Today, President [Barack] Obama announced that the United States government is effectively taking over General Motors and Chrysler and considering bankruptcy.
But while Japanese automaker Toyota is also taking a hit as global auto sales slump, analysts expect Toyota to ultimately prevail. It's not just the Prius. Another type of hybrid built into Japan's economic model blends corporate interest with the common good. Japan's cooperative capitalism is the key to Toyota's future -- and ideally America's, too.
Promoting his stimulus package, Obama said, "If you delay acting on an economy of this severity, [it potentially] becomes much more difficult for us to get out of. We saw this happen in Japan in the 1990s, where they suffered what was called the 'lost decade.' "

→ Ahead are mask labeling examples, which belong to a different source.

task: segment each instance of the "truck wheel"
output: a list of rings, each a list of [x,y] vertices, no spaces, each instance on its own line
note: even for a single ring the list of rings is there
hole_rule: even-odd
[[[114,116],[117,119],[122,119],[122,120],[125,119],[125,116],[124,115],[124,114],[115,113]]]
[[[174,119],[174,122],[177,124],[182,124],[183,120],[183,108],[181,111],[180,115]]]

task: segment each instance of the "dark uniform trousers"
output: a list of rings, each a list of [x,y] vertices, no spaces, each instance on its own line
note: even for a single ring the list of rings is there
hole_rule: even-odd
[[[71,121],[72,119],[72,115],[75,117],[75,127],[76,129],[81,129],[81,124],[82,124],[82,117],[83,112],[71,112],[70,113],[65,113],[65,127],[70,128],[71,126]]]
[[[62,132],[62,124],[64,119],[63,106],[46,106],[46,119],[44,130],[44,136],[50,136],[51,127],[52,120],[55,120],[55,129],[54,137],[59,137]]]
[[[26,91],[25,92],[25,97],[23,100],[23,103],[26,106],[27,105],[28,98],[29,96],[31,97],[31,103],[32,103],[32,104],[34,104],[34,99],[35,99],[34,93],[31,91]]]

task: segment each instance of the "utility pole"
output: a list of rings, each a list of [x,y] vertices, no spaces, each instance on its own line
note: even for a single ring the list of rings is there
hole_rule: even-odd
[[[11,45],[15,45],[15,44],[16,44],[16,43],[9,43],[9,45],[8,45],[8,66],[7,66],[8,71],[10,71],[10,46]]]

Yet while Japan has been used as a cautionary tale, in many ways even at the peak of its recession Japan, remained better off than the United States today.
Japan did not see its middle class disappear into swelling rates of poverty and unemployment. And Japan was not plagued by growing class resentment. Its inequality remained modest, and its large corporations did not have bloated CEO salaries, including at those firms receiving government aid.
Why? Despite some changes in recent years, most large Japanese corporations still practice a form of capitalism in which different groups with a stake in the enterprise -- owners, employees, managers, suppliers, creditors -- work together to create value.
Cooperation is possible because the various stakeholders have made long-term commitments to the firm. The result is a more holistic corporation, balancing short-term opportunities with long-term needs.
A large company in Japan is less likely to lay off thousands of employees simply to help its share price or to gut pension benefits to pay out higher dividends. In other words, Japanese corporations contribute to the common good rather than compete with it.
American corporations (including banks), under pressure from speculative investors, prioritize driving up short-term stock prices and dividends. Executives are "aligned" with shareholder interests through stock-based compensation.
But this creates an incentive for executives to boost their own compensation by taking excessive risks and by manipulating share prices. Ultimately this harms the long-term health of companies, and thus the long-term health of America's economy.
Toyota, for instance, refused to line investors' pockets, and instead reinvested profits in capital improvements and in research and development, which led to the hybrid.
By contrast, through the late 1990s, GM funneled billions of its profits to shareholders -- as dividends and share buybacks -- a fact often overlooked in discussions of what went wrong in Detroit.
In stakeholder capitalism, employees participate in corporate decision-making. While unions in both Japan and the United States have declined in recent years, the level of unionization in the United States today is about half that in Japan. And in nonunion Japanese corporations, human capital still is valued more deeply. Senior human-resources executives are far more influential than in comparable American companies, where chief financial officers rule the roost.
And when corporations function as teams, fairness becomes an instinctive priority. In the United States in 2006, the average CEO earned more than 364 times the average U.S. worker -- a huge increase from, say, 1980, when the differential was just 40 times more.
Japan, on the other hand, has one of the lowest CEO pay gaps in the world, with chief executives earning on average 10 times more than the average worker.